BDC Weekly Review: Next Recession Is Likely To Be Very Different

Business And Finance Concept Of A Bull Market Trend High Quality

Darren415

This article was first released to Systematic Income subscribers and free trials on July 9.

Welcome to another installment of our BDC Market Weekly Review, where we discuss market activity in the Business Development Company (“BDC”) sector from both the bottom-up – highlighting individual news and events – as well as the top-down – providing an overview of the broader market.

We also try to add some historical context as well as relevant themes that look to be driving the market or that investors ought to be mindful of. This update covers the period through the first full week of July.

Be sure to check out our other Weeklies – covering the CEF as well as the preferreds/baby bond markets for perspectives across the broader income space. Also, have a look at our primer of the BDC sector, with a focus on how it compares to credit CEFs.

Market Action

It was a good week for BDCs as credit assets continued to recover from their June swoon. Only two BDCs are down so far in July: the underperformer FCRD as well as BXSL which fell on its last lock-up expiration and which we discuss in more detail below.

Year-to-date most of the sector remains in the red, however, the total year-to-date return has clawed back into single-digits.

BDC YTD return

Systematic Income

The sector continues to steadily dig itself out of its hole as shown below.

BDC Index

Systematic Income

The sector valuation stands at 93% which is well below its historic average though this is biased lower by the fact that Q2 NAVs should fall i.e. valuation on the likely Q2 NAVs are a few percentage points above their current level.

Average BDC valuation

Systematic Income

Market Themes

A recession sometime next year is becoming the base case for many analysts and investors. One way in which we evaluated allocating to BDCs with a view to recession is to see which ones have remained more resilient over recessionary episodes.

However, one obvious challenge with this approach is that recessions aren’t all the same. Some recessions are less damaging to the corporate sector and others more so. And some companies can sail through certain kinds of recessions and go bust in others. As they say on the tin – “past performance is no guarantee of future results”.

Let’s quickly review some of the recent recessions.

COVID (2020) – this was by far the shortest recession in the modern period as a partial closure of the economy was bridged by historic fiscal and monetary stimulus. The corporate sector managed through with little aggregate disruption though some sectors such as retail and hospitality were strongly impacted.

Energy shock (2015) – not technically a recession. About a quarter of the energy and natural resources sector went bust due to a plunge in oil prices, driven by booming US oil production. The damage was largely localized in the energy space with limited fallout to other sectors.

GFC (2008) – the subprime mortgage crisis which spilled over into the financial sector and then to Main Street, lasting a relatively long time of 18 months.

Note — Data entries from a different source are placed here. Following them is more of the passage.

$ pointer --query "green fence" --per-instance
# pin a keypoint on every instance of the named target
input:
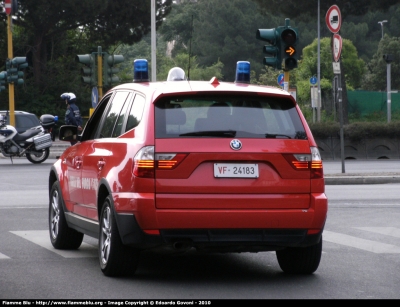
(365, 102)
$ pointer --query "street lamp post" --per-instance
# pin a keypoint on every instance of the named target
(381, 23)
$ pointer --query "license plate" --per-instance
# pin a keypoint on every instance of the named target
(234, 170)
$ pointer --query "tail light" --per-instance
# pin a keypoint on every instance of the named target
(146, 161)
(308, 162)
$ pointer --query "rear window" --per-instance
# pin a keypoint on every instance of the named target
(227, 115)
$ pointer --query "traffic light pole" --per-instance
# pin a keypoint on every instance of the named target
(10, 85)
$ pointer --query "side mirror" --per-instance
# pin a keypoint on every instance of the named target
(68, 133)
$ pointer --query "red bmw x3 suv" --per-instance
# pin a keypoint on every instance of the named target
(180, 165)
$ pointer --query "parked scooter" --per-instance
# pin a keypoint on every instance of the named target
(34, 143)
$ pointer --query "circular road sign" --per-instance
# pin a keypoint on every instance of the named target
(281, 79)
(333, 19)
(313, 80)
(337, 47)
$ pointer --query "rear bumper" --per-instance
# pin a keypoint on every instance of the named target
(143, 226)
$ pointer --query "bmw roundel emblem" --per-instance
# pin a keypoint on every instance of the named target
(236, 144)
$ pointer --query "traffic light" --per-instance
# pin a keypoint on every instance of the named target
(15, 68)
(109, 60)
(89, 72)
(3, 80)
(272, 36)
(289, 38)
(388, 58)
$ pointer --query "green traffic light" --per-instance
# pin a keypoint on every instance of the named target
(109, 60)
(272, 36)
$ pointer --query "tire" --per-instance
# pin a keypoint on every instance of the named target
(61, 236)
(38, 156)
(116, 259)
(300, 260)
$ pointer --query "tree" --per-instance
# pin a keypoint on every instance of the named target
(222, 30)
(351, 63)
(291, 8)
(302, 9)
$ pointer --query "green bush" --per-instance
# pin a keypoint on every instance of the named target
(357, 131)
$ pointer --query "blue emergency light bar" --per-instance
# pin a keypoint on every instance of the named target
(242, 72)
(140, 70)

Dotcom (2001) – was relatively brief and shallow driven by the collapse of a speculative bubble in Tech companies.

The next recession is unlikely to be driven by a blow-up in a single sector such as the 2015 period. If anything, the Energy sector might outperform if energy prices remain elevated. We are also unlikely to see the kind of financial market chaos that we saw during the GFC as banks are in much better health. We are also less likely to see the kind of fiscal support we saw during the COVID period and much less support from the Fed as it will be constrained by inflation. Overall, it seems like the next recession could be a relatively shallow one, given the relative health of the household and corporate sectors but it could be extended as the Fed will be unable to push rates back lower as quickly as it has in the past.

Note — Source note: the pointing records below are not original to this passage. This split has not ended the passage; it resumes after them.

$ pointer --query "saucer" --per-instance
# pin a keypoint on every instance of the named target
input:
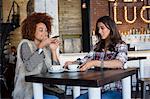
(68, 70)
(58, 71)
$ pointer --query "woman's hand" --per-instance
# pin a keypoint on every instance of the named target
(68, 63)
(89, 64)
(54, 44)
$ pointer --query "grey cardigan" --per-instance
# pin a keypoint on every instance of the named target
(29, 62)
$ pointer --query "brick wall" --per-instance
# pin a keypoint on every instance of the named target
(98, 8)
(101, 7)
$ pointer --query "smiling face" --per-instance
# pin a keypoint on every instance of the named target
(41, 32)
(103, 30)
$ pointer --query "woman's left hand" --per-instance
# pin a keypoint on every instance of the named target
(54, 44)
(88, 65)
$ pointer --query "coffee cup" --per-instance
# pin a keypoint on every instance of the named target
(56, 68)
(73, 67)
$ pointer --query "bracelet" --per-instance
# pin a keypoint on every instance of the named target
(40, 50)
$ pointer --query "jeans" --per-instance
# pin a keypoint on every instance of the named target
(105, 95)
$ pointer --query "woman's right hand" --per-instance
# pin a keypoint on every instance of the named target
(68, 63)
(46, 42)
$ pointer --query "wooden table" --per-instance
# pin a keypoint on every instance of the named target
(91, 78)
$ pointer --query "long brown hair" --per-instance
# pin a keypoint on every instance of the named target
(114, 37)
(29, 24)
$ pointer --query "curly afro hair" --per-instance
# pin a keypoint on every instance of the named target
(29, 24)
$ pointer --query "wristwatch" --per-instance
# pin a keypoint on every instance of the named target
(40, 50)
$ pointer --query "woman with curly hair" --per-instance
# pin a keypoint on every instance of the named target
(34, 53)
(109, 52)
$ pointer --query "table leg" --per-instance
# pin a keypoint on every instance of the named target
(76, 91)
(38, 90)
(126, 90)
(94, 93)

So while we shouldn’t necessarily expect BDCs to repeat their performance over the next one, we can have some confidence in the fact that underwriting quality and company support should still contribute to differentiated performance. This is why a glance at how various BDCs fared through previous periods is still advisable when making an allocation in the current environment.

BDCs NAV

Systematic Income BDC Tool

Market Commentary

Saratoga Investment Corp. (SAR) showed a 2.5% net realized / unrealized change impact to the NAV for the quarter ending in May. It’s a good canary in the coalmine as it reports a month earlier than nearly all other BDCs.

The only thing to keep in mind is that in May high-yield bond credit spreads closed around 4.2% and they finished June at 5.9%. Publicly traded bond valuations don’t directly translate to private loan valuations, however, the ratios should be roughly comparable. It’s probably fair to pencil in something like a 3-4% drop in the sector average NAV drop over Q2 if we use SAR as a baseline.

Saratoga Investment NAV per share

SAR

Stance And Takeaways

This week we saw a 9% peak-to-trough fall in the price of Blackstone Secured Lending (BXSL) as the final lock-up expired. The stock has since recovered about half the drop. We took the fall as an opportunity to add to the stock in our Income Portfolios. As of this writing BXSL is trading at an 88% valuation – or 5% below the sector average. In our view, this is appealing in the context of the company’s track record and low fee structure and the stock carries our “Buy” rating at the moment.